Posted: Friday, June 27, 2003
ARLINGTON, VA – The Columbia Accident Investigation Board today issued its third preliminary recommendation to the National Aeronautics and Space Administration, in advance of its appearance in the final report.
An inspection of the TPS, accomplished as soon as possible after achieving orbit/rendezvous, coupled with repair capability, would result in improved safety.
The Board is convinced of the necessity of taking all practicable steps to “de-couple” foam insulation shedding from loss of crew and vehicle, including: 1) design improvements to prevent foam shedding; 2) toughening the TPS; 3) improved TPS inspection and repair capability.

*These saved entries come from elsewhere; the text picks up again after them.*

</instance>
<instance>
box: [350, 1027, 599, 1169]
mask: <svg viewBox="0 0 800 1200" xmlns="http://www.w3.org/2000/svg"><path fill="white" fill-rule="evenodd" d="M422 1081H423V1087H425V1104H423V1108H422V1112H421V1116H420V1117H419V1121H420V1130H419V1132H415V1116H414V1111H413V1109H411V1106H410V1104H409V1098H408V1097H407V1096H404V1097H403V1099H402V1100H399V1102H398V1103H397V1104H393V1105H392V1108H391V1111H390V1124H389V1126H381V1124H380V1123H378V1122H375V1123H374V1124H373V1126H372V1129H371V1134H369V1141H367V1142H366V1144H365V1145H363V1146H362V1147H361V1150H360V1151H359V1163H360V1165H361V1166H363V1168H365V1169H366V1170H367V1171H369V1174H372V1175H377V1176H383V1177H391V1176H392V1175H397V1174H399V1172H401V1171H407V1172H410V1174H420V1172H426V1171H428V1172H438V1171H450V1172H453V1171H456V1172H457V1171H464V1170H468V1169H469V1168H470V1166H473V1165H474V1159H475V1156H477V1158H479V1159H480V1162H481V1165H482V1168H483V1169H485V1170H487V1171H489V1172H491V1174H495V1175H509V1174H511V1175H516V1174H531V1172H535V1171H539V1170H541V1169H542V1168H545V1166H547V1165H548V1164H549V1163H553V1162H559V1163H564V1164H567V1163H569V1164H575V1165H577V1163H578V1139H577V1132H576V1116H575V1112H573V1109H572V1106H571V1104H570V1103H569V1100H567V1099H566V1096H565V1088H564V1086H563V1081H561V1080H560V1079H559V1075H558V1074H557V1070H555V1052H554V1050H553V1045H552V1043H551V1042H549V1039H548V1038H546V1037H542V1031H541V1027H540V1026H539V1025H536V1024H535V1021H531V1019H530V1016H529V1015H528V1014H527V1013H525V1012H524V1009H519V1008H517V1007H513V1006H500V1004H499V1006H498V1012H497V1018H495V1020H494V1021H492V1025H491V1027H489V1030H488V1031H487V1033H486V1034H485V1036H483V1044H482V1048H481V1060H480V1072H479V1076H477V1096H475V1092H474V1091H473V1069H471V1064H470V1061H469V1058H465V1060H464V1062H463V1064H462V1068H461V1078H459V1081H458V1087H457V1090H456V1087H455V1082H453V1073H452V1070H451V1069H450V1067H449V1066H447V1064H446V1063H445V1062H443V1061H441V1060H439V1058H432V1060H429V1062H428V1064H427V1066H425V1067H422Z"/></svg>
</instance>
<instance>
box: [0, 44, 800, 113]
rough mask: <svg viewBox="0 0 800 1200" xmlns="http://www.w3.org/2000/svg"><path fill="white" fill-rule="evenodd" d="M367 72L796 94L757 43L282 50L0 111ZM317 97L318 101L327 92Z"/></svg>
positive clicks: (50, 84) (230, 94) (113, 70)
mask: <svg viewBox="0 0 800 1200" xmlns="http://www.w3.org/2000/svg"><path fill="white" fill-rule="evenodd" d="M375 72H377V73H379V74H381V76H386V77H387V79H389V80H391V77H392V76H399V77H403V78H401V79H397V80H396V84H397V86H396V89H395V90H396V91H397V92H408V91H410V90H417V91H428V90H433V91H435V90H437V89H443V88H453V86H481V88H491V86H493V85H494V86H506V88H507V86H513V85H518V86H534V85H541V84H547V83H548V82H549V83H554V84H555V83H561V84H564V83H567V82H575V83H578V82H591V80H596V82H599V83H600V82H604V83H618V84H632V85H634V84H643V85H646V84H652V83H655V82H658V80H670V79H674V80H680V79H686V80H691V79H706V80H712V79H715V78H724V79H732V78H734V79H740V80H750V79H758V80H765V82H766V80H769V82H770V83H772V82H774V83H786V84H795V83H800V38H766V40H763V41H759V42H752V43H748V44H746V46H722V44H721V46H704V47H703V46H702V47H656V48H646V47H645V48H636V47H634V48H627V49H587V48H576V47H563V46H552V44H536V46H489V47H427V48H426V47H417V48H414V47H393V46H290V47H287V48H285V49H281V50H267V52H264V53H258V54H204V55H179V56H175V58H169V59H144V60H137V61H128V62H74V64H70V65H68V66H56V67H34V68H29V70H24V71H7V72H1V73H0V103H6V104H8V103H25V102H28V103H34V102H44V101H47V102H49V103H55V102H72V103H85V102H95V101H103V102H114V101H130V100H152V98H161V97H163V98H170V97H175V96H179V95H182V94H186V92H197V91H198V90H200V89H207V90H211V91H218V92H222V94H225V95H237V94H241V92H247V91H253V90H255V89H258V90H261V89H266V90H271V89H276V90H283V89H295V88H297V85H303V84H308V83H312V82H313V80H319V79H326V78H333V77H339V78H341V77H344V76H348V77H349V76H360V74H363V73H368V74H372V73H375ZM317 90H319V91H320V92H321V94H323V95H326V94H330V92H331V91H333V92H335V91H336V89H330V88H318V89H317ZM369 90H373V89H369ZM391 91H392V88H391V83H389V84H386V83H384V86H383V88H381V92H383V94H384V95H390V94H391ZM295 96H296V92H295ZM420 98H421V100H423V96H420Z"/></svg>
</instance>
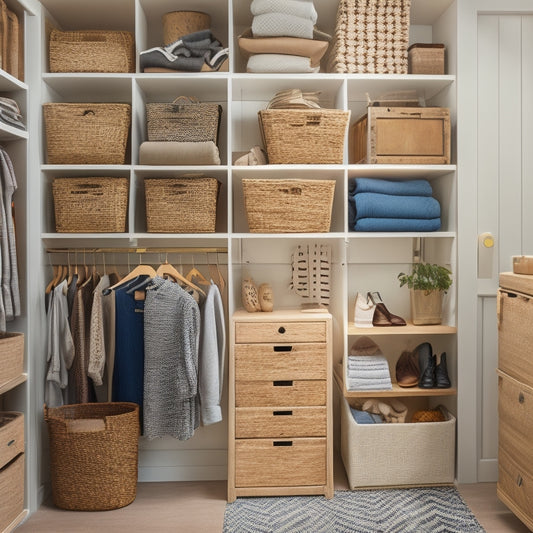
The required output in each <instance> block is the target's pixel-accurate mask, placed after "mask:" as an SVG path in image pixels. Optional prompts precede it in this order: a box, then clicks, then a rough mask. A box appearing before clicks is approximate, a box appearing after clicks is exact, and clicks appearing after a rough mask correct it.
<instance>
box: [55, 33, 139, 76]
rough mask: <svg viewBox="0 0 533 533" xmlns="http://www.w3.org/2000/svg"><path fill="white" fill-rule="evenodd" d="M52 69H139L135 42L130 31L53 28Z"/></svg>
mask: <svg viewBox="0 0 533 533" xmlns="http://www.w3.org/2000/svg"><path fill="white" fill-rule="evenodd" d="M49 53H50V72H135V45H134V39H133V34H132V33H131V32H128V31H105V30H88V31H60V30H56V29H54V30H52V31H51V33H50V43H49Z"/></svg>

An inspection and repair capability is fundamental to improving the ability of the orbiter to experience TPS damage without catastrophic consequences.
This effort does not reduce the urgency or importance of aggressively reducing all sources of potential damage to the orbiter. Only by reducing the likelihood of damage to the orbiter, as well as developing the ability to detect and repair damage, can the maximum safety improvement be realized.
During the STS-107 flight and investigation, the lack of repair capability was cited repeatedly, and may have been a factor in decisions made during the STS-107 mission, including the decision not to seek images which might have assisted in the assessment of damage resulting from the foam strike on ascent.